Kalev Leetaru, a senior fellow at George Washington University Center for Cyber and Homeland Security, has written for The Signal in previous posts. I recently had the chance to ask him about his latest work, processing and analyzing digitized books stretching back two centuries.
Erin: You recently completed research and analysis on large datasets of digitized books. Could you give us a brief background of the project.
Kalev: One of the biggest questions I hear about the big data revolution is the degree to which the datasets we use define the results that we receive. Put another way, if you ask the same question of two different datasets, how closely will your results match? This is a very important question, as the scale and scope of modern datasets are so massive that it is impossible for humans to fully evaluate and understand their content and they are often constructed in ways that makes it difficult to precisely understand their underlying nuances and potential biases. In particular, there has been reluctance from some quarters of the digital humanities world to trust the results of data mining large digitized archives because of lingering questions of whether the results they get are simply by products of the acquisition practices of that particular archive, or whether they are truly universal and genuine findings.
To explore this further, with the assistance of Google, Clemson University, the Internet Archive (IA), HathiTrust, and OCLC, I downloaded the English-language 1800-present digitized book collections of IA, HathiTrust, and Google Books Ngrams collections. I applied an array of data mining algorithms to them to explore what the collections look like in detail, and how similar the results are across the three collections. For each book in each collection, a list of all person names, organization names, millions of topics, and thousands of emotions from happiness to anxiety, smugness and vanity to passivity and perception were calculated, along with disambiguating and converting to mappable coordinates all textual references to location. A full detailed summary of the findings are available online and all of the computed metadata is available for analysis through SQL queries.
Erin: As you mentioned, you were able to compile a list of all people, organizations, and other names, and full-text geocode the data to plot points on a map. How do you think visualizing these collections helps researchers access or understand them, individually or collectively?

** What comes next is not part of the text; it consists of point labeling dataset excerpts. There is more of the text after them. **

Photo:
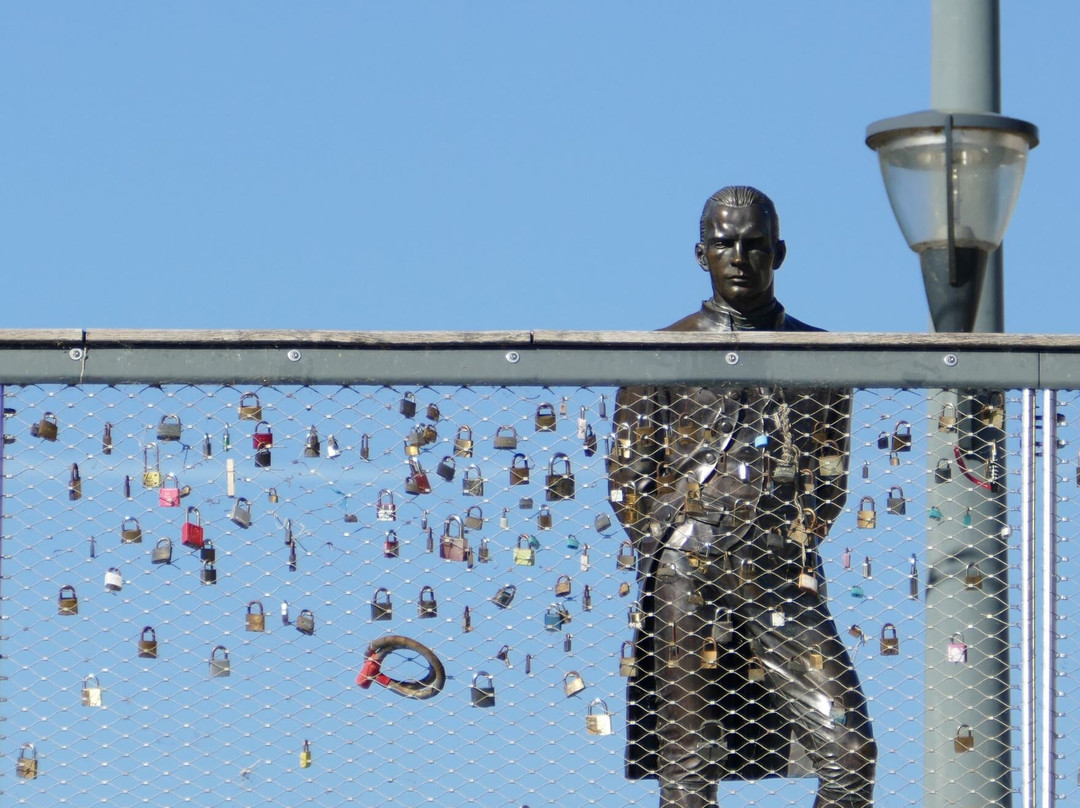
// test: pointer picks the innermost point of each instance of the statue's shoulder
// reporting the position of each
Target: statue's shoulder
(698, 321)
(796, 324)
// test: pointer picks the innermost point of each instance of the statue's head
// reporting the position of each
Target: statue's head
(740, 246)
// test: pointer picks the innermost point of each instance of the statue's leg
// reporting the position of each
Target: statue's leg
(808, 665)
(687, 701)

Kalev: Historically weve only been able to access digitized books through the same exact-match keyword search that weve been using for more than half a century. That lets a user find a book mentioning a particular word or passage of interest, but doesnt let us look at the macro-level patterns that emerge when looking across the worlds books. Previous efforts at identifying patterns at scale have focused largely on the popularity of individual words over time, but that doesnt get at the deeper questions of how all of those words fit together and the things they tell us about the geographic, thematic, and emotional undertones of the worlds knowledge encoded in our books. For example, being able to create an animated map of every location mentioned in 213 years of books, or all of the locations mentioned in books about the American Civil War or World War I are things that have simply never been possible before. In short, these algorithms allow us to rise above individual words, pages, and books, and look across all of this information in terms of what it tells us about the world.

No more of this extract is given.